Thursday, June 11, 2015

His kingdom, his way, growing in us.


The parables of the seeds are the focus this week. Farming and the best practices might be a model for Church growth. Maybe. Nevertheless, there is something more important that we need to consider here than the usual. For example, Jesus talks about the “sporous” or spores that need to be planted.  We translate the word sporous as seed in the Gospel (Mark 4.26-35) but in fact, we are talking this week about some things that are the smallest things in the plant kingdom, that we they reach their fullness are, in their various ways something to behold.

For example, spores are microscopic and need to protect by other plant life. Unlike a seed, they are unicellular and they must hide on the underside of leaves and move around as the wind blows them. And unlike seeds, they are not multifaceted things, with internal resources to draw upon. But you might wonder knowing about plant life has to do with the Gospel and preaching this week. Quite a bit actually.

Parables tell us about God and his nature, who he is and what he does. The parables of the seeds shows us that God loves to take the little things, things that we discount or cannot see and make them count for something. He can cause them to grow into things that we could not have imagined and would not have planned to have happen if we could have conceived of it. So is the nature of the kingdom of God. It is here on earth and in earth (us) and the kingdom is growing. One of the things that we often miss in the Church is that the community that is the Church, like the kingdom that is to come in God’s time, is built to grow. We are not responsible for its growth. We are only expected to participate in its life. We are meant to plant seeds and water the earth to help provide the right conditions for growth but we cannot make what we plant grow. As St. Paul points out to the Corinthian Church,

What then is Apollos? And what is Paul? Servants through whom you believed, even as the Lord gave opportunity to each one. I planted, Apollos watered, but God was causing the growth. So then neither the one who plants nor the one who waters is anything, but God who causes the growth.” (1 Cor. 3:5-7 ESV).
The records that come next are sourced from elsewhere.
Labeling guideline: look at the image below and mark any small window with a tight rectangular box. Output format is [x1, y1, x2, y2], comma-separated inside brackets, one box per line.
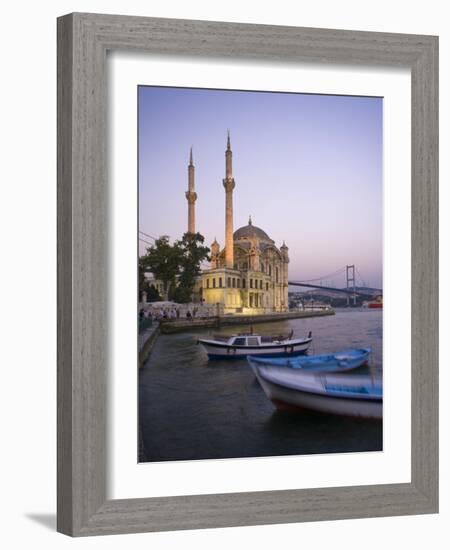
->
[227, 277, 231, 287]
[259, 280, 263, 289]
[242, 279, 246, 289]
[207, 279, 210, 288]
[269, 265, 272, 276]
[213, 278, 216, 288]
[276, 267, 279, 283]
[219, 277, 223, 288]
[247, 337, 259, 346]
[237, 279, 240, 288]
[266, 282, 269, 291]
[250, 279, 253, 288]
[233, 337, 246, 346]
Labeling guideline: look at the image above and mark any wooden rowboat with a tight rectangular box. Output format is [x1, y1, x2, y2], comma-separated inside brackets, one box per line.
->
[253, 365, 382, 419]
[247, 348, 371, 374]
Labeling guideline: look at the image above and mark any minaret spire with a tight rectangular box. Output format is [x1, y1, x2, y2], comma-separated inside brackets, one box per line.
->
[223, 131, 235, 268]
[225, 130, 233, 179]
[185, 146, 197, 234]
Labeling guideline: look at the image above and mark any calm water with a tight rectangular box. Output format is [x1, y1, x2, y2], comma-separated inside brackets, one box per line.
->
[139, 309, 382, 462]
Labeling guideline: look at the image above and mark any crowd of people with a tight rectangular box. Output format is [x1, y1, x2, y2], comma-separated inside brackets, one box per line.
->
[139, 305, 214, 324]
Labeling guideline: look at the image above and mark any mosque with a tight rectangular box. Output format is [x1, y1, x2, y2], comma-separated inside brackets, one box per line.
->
[187, 133, 289, 314]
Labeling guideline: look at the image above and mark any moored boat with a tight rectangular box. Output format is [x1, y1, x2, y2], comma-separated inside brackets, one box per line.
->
[253, 365, 382, 419]
[363, 295, 383, 309]
[197, 331, 312, 359]
[247, 348, 371, 374]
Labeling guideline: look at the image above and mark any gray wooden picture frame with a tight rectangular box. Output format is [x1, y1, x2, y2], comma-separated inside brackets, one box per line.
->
[57, 12, 438, 537]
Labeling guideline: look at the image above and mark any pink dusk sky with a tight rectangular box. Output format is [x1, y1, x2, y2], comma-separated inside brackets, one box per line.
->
[139, 86, 383, 289]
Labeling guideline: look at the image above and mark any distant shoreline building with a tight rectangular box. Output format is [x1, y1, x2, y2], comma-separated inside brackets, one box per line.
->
[188, 133, 289, 314]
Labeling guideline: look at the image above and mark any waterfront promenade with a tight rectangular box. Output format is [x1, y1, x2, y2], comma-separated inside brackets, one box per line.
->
[139, 322, 159, 368]
[159, 308, 334, 334]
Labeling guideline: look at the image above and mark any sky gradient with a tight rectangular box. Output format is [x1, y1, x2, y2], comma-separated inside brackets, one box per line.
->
[139, 86, 383, 289]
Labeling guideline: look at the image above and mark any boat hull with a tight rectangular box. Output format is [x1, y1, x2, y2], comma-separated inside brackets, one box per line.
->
[199, 338, 312, 359]
[255, 368, 382, 419]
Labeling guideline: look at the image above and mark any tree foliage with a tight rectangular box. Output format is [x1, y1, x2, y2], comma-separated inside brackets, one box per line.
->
[139, 232, 210, 303]
[178, 232, 210, 290]
[139, 235, 182, 299]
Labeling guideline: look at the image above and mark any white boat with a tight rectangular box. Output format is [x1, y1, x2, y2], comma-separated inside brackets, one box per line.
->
[197, 331, 312, 359]
[253, 365, 382, 419]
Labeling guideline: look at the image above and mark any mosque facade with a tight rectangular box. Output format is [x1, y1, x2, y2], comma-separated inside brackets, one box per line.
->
[188, 133, 289, 314]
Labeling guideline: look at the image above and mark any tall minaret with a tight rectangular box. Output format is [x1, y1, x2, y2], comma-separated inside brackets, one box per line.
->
[185, 147, 197, 234]
[223, 131, 236, 268]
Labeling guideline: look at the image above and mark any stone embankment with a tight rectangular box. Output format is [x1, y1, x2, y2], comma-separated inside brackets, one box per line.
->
[159, 308, 334, 334]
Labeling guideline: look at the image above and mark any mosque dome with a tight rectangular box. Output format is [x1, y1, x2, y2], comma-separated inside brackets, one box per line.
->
[233, 216, 273, 243]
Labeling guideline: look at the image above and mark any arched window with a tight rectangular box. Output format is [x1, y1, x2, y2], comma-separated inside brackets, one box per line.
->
[276, 267, 279, 283]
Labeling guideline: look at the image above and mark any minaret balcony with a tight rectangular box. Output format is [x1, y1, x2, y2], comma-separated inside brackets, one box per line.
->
[185, 190, 197, 203]
[222, 178, 235, 192]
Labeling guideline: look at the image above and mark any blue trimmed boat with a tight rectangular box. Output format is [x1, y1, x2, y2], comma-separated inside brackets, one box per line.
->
[247, 348, 371, 374]
[252, 365, 382, 419]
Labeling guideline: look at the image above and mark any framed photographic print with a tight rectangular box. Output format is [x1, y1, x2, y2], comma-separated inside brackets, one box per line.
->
[57, 13, 438, 536]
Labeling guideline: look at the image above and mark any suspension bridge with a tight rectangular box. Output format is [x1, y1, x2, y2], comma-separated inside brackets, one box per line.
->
[289, 265, 382, 305]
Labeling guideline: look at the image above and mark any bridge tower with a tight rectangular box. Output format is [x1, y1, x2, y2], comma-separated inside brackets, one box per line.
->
[346, 265, 356, 306]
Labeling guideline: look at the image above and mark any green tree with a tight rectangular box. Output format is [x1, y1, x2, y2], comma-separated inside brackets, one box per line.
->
[139, 236, 182, 300]
[146, 285, 162, 302]
[173, 232, 210, 303]
[139, 233, 210, 304]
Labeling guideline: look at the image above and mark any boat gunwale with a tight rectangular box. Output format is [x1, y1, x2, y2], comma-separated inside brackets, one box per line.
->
[197, 337, 312, 350]
[247, 348, 371, 368]
[256, 368, 382, 402]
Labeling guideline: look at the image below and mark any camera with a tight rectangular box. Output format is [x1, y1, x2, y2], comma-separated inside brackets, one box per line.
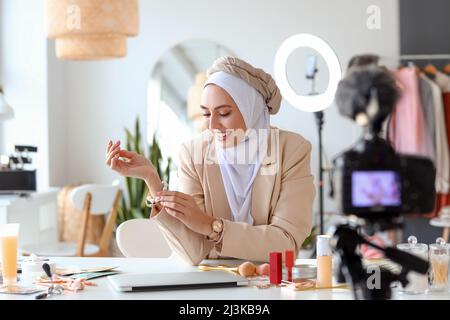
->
[334, 137, 435, 222]
[332, 66, 435, 225]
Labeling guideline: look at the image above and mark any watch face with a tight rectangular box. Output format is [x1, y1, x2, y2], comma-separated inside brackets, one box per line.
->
[213, 220, 223, 232]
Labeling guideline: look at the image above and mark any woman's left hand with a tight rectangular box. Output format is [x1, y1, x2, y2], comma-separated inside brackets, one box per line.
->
[155, 191, 214, 236]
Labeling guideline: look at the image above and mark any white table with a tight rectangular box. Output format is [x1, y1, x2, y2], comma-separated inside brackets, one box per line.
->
[1, 256, 450, 300]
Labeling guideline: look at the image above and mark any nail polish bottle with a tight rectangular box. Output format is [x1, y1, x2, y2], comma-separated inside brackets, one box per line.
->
[316, 235, 332, 288]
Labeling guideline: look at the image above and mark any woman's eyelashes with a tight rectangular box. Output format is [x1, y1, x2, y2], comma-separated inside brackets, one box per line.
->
[202, 111, 231, 117]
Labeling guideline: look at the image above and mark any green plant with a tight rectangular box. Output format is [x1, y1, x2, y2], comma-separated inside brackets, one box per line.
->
[117, 117, 172, 225]
[301, 225, 318, 250]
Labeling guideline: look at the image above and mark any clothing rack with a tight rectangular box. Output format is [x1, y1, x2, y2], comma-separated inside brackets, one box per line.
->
[382, 54, 450, 61]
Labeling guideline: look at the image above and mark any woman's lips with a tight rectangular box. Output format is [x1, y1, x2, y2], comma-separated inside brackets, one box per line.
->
[214, 131, 231, 141]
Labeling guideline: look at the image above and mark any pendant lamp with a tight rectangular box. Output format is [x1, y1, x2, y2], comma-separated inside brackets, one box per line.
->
[46, 0, 139, 60]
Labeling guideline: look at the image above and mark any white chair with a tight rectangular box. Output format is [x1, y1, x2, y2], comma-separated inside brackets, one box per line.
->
[21, 184, 121, 257]
[116, 218, 172, 258]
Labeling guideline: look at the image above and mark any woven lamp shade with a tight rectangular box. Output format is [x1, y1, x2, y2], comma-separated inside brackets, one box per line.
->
[187, 72, 207, 133]
[46, 0, 139, 60]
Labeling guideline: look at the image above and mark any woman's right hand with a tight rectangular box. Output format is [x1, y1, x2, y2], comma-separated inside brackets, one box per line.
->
[105, 140, 156, 181]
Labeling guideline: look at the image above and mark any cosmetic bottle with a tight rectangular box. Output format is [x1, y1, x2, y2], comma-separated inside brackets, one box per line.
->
[316, 235, 332, 288]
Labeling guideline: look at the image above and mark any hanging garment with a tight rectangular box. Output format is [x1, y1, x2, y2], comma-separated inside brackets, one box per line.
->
[431, 71, 450, 218]
[435, 71, 450, 92]
[418, 75, 436, 148]
[388, 68, 435, 161]
[435, 72, 450, 162]
[420, 74, 450, 193]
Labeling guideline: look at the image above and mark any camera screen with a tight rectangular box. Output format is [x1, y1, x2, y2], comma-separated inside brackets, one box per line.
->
[351, 171, 401, 207]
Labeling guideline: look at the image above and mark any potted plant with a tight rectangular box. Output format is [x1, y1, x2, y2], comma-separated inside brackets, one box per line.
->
[116, 117, 172, 225]
[298, 225, 318, 258]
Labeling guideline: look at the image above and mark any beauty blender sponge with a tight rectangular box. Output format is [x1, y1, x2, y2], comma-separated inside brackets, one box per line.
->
[238, 261, 256, 277]
[256, 263, 270, 276]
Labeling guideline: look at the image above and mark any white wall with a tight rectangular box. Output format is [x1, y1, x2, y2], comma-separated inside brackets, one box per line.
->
[0, 0, 67, 189]
[1, 0, 400, 216]
[0, 0, 49, 190]
[0, 1, 3, 154]
[46, 40, 67, 187]
[0, 1, 2, 153]
[62, 0, 400, 215]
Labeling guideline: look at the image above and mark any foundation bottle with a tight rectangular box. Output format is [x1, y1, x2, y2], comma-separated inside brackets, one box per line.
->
[316, 235, 333, 288]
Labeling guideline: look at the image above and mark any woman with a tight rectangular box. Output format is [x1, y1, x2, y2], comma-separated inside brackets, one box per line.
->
[106, 56, 315, 265]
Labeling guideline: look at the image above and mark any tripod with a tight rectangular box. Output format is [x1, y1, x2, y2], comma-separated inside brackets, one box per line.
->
[332, 222, 429, 300]
[314, 110, 324, 235]
[306, 56, 325, 235]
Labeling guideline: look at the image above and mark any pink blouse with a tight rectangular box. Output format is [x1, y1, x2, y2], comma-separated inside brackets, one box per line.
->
[388, 68, 435, 161]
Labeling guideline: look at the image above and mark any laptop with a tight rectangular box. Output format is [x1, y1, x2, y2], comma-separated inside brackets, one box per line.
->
[107, 271, 248, 292]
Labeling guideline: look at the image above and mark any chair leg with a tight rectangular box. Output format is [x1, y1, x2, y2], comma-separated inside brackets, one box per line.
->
[98, 190, 122, 257]
[76, 192, 92, 257]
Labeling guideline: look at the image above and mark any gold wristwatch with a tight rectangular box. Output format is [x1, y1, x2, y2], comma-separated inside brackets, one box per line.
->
[207, 218, 224, 241]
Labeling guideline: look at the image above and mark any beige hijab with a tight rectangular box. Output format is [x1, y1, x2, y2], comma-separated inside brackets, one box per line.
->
[207, 56, 282, 115]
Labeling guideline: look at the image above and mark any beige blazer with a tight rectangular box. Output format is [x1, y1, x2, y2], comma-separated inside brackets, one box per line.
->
[151, 126, 315, 265]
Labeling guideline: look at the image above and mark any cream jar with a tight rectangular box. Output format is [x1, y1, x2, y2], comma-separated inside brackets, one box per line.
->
[20, 254, 56, 286]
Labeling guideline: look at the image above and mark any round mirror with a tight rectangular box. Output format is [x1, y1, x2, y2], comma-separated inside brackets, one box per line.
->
[147, 39, 234, 163]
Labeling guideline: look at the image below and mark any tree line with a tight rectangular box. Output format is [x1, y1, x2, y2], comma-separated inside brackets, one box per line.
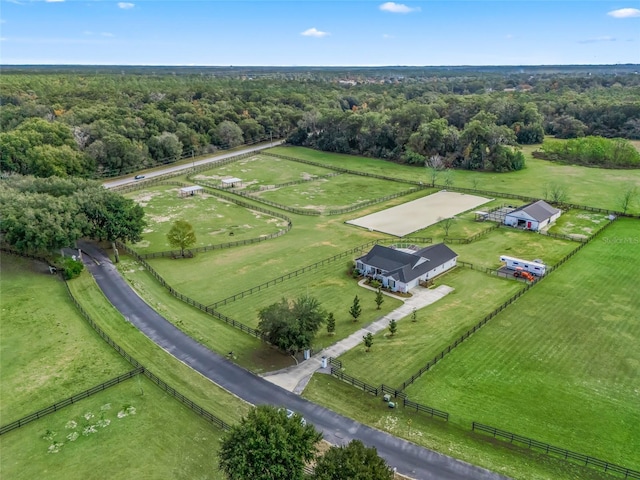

As Christians and as Christian community, we are called to participate in the kingdom that is in the world and in our lives and bodies through putting our trust in God and live our faith in the present tense. We need to do this because the presence of the kingdom of God in this world is a direct threat to the powers and principalities, dominions and princedoms that are in this world. The presence of the living God and his kingdom is slowly but inextricably growing in such a way as to crowd out and choke out all the other powers and places that would take his people away from him.

We can participate in the growth but we need to recognize that it is God who makes things grow and who gives the harvest in its due time. We need to concern ourselves with being the tool in the hands of the living God, sharp and ready for the next task. We need to be about the business of the king. We need to choose to live lives that are dedicated and consecrated to the kingdom. This means we are given solely to the goals of the kingdom and not to another purpose while recognizing that we are giving ourselves completely to God. To recognize that we actively pray for God’s will to be done “on earth (in earth) as it is in heaven.” Being consecrated to the kingdom also means that we chose to have no happiness, no w well being and no salvation other that what is given in the kingdom through the divine community of the Church. What should make each of us happy as believers and followers is the welfare of the community of followers of the Lord Jesus.  

So there is a challenge that St. Paul offered to the Corinthians that I will offer to you: Follow me as I follow Christ. The life of a follower of the Lord Jesus is a life that is meant to be lived in community with shared gifts and shared joys – something that goes well beyond personal appetites and satisfactions. And remember it’s not about us. It is about God and his will to bring us kingdom. It is Christ’s prayer and ours too.